Di-san junyi daxue xuebao (Jan 2022)
Efficacy and clinical outcomes of different antiviral regimens in HBeAg/HBeAb double-positive patients with chronic hepatitis B
Abstract
Objective To analyze the clinical features of HBeAg and HBeAb double-positive patients with chronic hepatitis B, and explore the efficacy and outcomes of different antiviral regimens. Methods A total of 158 HBeAg and HBeAb double-positive patients with chronic hepatitis B who met the antiviral treatment criteria were selected from Chongqing Three Gorges Hospital from 2014 to 2018. They were divided into entecavir treatment group (n=52), interferon treatment group (n=49), and control group (without antiviral treatment, n=57) according to the actual treatment regimen, and were followed up for 48 weeks. The efficacy and outcomes of patients were observed and compared among different groups. Results Baseline distribution of HBeAg and HBeAb: among 158 HBeAg/HBeAb double positive chronic hepatitrs B patients, 79 patients had HBeAg≥10, and 79 patieats had HBeAg < 10, each accounting for 50%; HBV DNA level was 4.77±1.23 Lg. Antiviral efficacy: the decrease of HBV DNA level, the HBV DNA negative conversion rate, and the normalization rate of ALT were all better in the entecavir group than the interferon group (P < 0.05), while the decline of HBeAg and HBeAb levels, as well as the HBeAg negative conversion rate were greater in the interferon group (P < 0.05).
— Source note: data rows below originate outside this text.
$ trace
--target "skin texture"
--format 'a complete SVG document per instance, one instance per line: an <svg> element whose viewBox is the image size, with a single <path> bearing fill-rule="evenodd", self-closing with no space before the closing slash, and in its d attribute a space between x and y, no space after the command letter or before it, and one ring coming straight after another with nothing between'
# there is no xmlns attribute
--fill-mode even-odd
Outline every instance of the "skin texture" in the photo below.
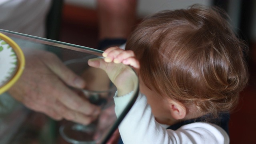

Clinical outcomes: the proportion of patients who became HBeAg negative or only presented HBsAg and HBcAb positive was significantly larger in the antiviral groups as compared with the control group (P < 0.05), while the control group showed higher proportion of continuous "double-positive" (P < 0.05). In addition, the decrease range of HBeAg-Lg/HBeAb ratio before and after treatment had the greatest value in predicting HBeAg negative conversion. Conclusion For HBeAg and HBeAb double-positive patients with chronic hepatitis B, interferon treatment shows greater advantage in HBeAg negative conversion. Monitoring the decline of HBeAg-Lg/HBeAb is helpful to predict clinical outcome in the double-positive patients.